Ronald McDonald House Charities, known for creating home-away-from homes for families of hospitalized children, created their first family room in 1992. The Lexington group relied on financial support from the national organization to create this room.

“We really wanted the room to be transformative,” said Warner, “it should be like going into an oasis from the intensive care nightmare that you are going through.”

Volunteers who staff the room are trained to listen and recognize when families may need referrals to other hospital services, such as a social worker.

“They are here as volunteers and we don't expect them to solve a problem but we hope they can refer people,” Warner said, adding the specially trained volunteers fill 68 monthly shifts. Several more volunteers are needed, said Judi Martin, the hospital's child life coordinator.

The room is opened from 9 a.m. to 9 p.m. Monday through Friday and 8 hours on Saturday and Sunday. If volunteers aren't available, she said, the room must be locked.

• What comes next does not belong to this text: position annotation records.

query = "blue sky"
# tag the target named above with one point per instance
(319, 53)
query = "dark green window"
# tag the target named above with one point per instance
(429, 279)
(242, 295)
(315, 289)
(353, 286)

After years of working with families through ministries, volunteer Renee Pryor was pleased to be a part of the new effort.

“This place is so comfortable and so homey it's really a blessing to have a place to go any time your child is in the hospital,” said Pryor, who said she tries to concentrate on making sure everyone is comfortable and the coffee is warm.

It's a big departure from where families could stay before, said Martin. Before the renovation, the room was more like an airport waiting lounge where you'd be lucky to find a magazine without missing pages, she said. A big change is the absence of a television. Instead of a set hanging from a ceiling, individual DVD players and handheld electronic games are available that people can use with ear phones so the peaceful atmosphere isn't disturbed.

The room is really a place for family members to rest and recharge.

Ramona Mills could physically feel the difference after a few minutes in the room last week. Suffering from high blood pressure, the worries of tending her 4 year-old nephew, Braden Middleton, who is recovering from heart surgery, had her head pounding. A few minutes flipping through a gossip magazine while sinking into a dusty blue couch had eased her the throbbing in her temples and left her better prepared to help tend the needs of the boy.

“I've got to take care of myself,” she said, knowing that's the best way to take care of him.